20 August, 2014 - 09:27

J'ai 50 ans aujourd'hui. 50 ans. La bulle qui, symboliquement, représente un passage, une frontière franchie.

Désormais il y aura un avant 50 et un après 50 ans.

J'ai beau me dire que 50 ans ce ne sont que deux foutus chiffres, un 5 et 0, collés côté à côté, qu'ils ne signifient rien, ils existent ces 50 ans qui me sont tombés sur le coin de la figure.

Je me dis aussi que chez nous, les anniversaires et tout le tralala qui va avec ça ne signifie pas encore beaucoup, que ce sont des choses de toubabs, que c'est une mode dans notre bourgeoisie locale que d'acheter des gâteaux ( hors de prix à NKTT), de faire des cadeaux et de chanter « happy birthday » avec la mine joyeuse de gens pour qui ce jour / rappel est le plus beau jour de leur vie...

Bref, je me dis «  cool ma vieille, respire, sois zen... ».

Alors je « cool », je respire, je reste zen et même si ce n'est absolument pas vrai, faites comme si j'étais « cool », « respirante » et zen.

Me voilà donc au premier jour de ma nouvelle vie, au premier jour de mes cinquante ans. Il en reste 364 encore avant qu'un insolent 1 ne vienne remplacer le 0. Puis un 2, puis un 3, etc.... Et, à chaque date fatidique, le gong de fin que l'on entend un peu plus fort, de nouvelles rides, de nouveaux rhumatismes, de nouveaux bobos.....

Alors je m'accoude à ce premier jour de mes 50 ans et je jette un œil derrière moi, de l'autre côté de la barrière.

Et je me dis «  qu'as tu fait de tes 50 ans passés ? Qu'as tu fait de ta vie pendant toutes ces années ? »

Qu'est devenue la petite fille timide et introvertie, ballotée, aimée, apeurée ? Qu'est devenue cette petite fille à la coupe garçonne qui regarde un objectif photo avec un léger sourire ?

A-t-elle accompli ce à quoi elle rêvait ? Entre ce temps des innocences et la quinqua que je suis devenue, combien de chemins a-t-elle empruntés?

Il y eut beaucoup de choses, des milliers de choses... Des enfants, des rires, des larmes, des crises, des colères, des peurs, des bonheurs...
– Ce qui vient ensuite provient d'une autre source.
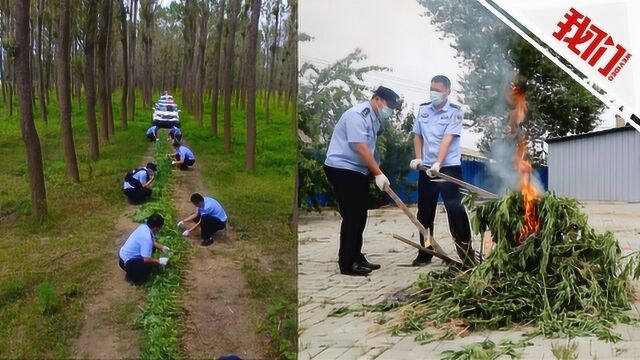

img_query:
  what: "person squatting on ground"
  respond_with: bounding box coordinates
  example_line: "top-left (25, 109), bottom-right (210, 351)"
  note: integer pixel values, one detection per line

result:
top-left (118, 214), bottom-right (171, 285)
top-left (171, 141), bottom-right (196, 170)
top-left (324, 86), bottom-right (400, 276)
top-left (169, 125), bottom-right (182, 143)
top-left (122, 162), bottom-right (157, 205)
top-left (409, 75), bottom-right (474, 266)
top-left (147, 125), bottom-right (160, 141)
top-left (178, 193), bottom-right (227, 246)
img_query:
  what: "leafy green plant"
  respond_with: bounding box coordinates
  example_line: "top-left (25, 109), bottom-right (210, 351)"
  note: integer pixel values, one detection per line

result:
top-left (551, 342), bottom-right (580, 360)
top-left (395, 192), bottom-right (640, 342)
top-left (36, 282), bottom-right (60, 315)
top-left (132, 141), bottom-right (188, 359)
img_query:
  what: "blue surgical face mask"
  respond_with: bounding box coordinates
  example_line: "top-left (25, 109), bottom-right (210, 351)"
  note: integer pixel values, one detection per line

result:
top-left (429, 90), bottom-right (444, 106)
top-left (378, 105), bottom-right (393, 120)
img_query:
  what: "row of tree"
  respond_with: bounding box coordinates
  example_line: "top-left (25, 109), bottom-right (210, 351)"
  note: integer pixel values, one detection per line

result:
top-left (0, 0), bottom-right (297, 218)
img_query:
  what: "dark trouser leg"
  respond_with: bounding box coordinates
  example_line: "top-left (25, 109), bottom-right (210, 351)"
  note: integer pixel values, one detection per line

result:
top-left (200, 215), bottom-right (227, 240)
top-left (324, 166), bottom-right (369, 270)
top-left (417, 171), bottom-right (440, 260)
top-left (126, 257), bottom-right (151, 284)
top-left (440, 166), bottom-right (474, 264)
Il y eut des rejets, des amours, des petits trucs qui paraissaient sans importance et qui ont rendu ma vie meilleure ou pire.

Il y eut l'écriture, toujours là, présente, cette écriture qui m'a sauvée la vie dans les moments où je tapais contre les murs, enfermée dans une souffrance invivable.

L'écriture qui m'a fait vous rencontrer, semaine après semaine, cette écriture grâce à laquelle nous avons, vous et moi, lié des liens invisibles.

Il y eut mes garçons, cadeaux magnifiques, ces 2 hommes que j'ai portés dans mon ventre avec joie et gratitude.

Si je devais remercier ma vie, c'est bien pour ces hommes là, ces fils amour, ces fils tendresse, ces fils merveilleux.

Il y eut les départs de ceux que j'aimais, ceux dont j'ai le sang et la mémoire inscrits en moi. Je regarde derrière moi et je vois ces cimetières éparpillés de par le monde et où reposent des hommes et des femmes qui m'ont aimée, qui m'ont élevée, qui ont fait ce que je suis, grâce à leur amour.

Et, en particulier, cette femme extraordinaire, sans qui je ne serai rien, elle qui m'a faite femme, qui m'a faite moi, qui m'a tout appris, ma mère. Je l'ai couchée dans un cimetière du Sud de la France, auprès de ses parents, de son frère, de ses oncles et tantes.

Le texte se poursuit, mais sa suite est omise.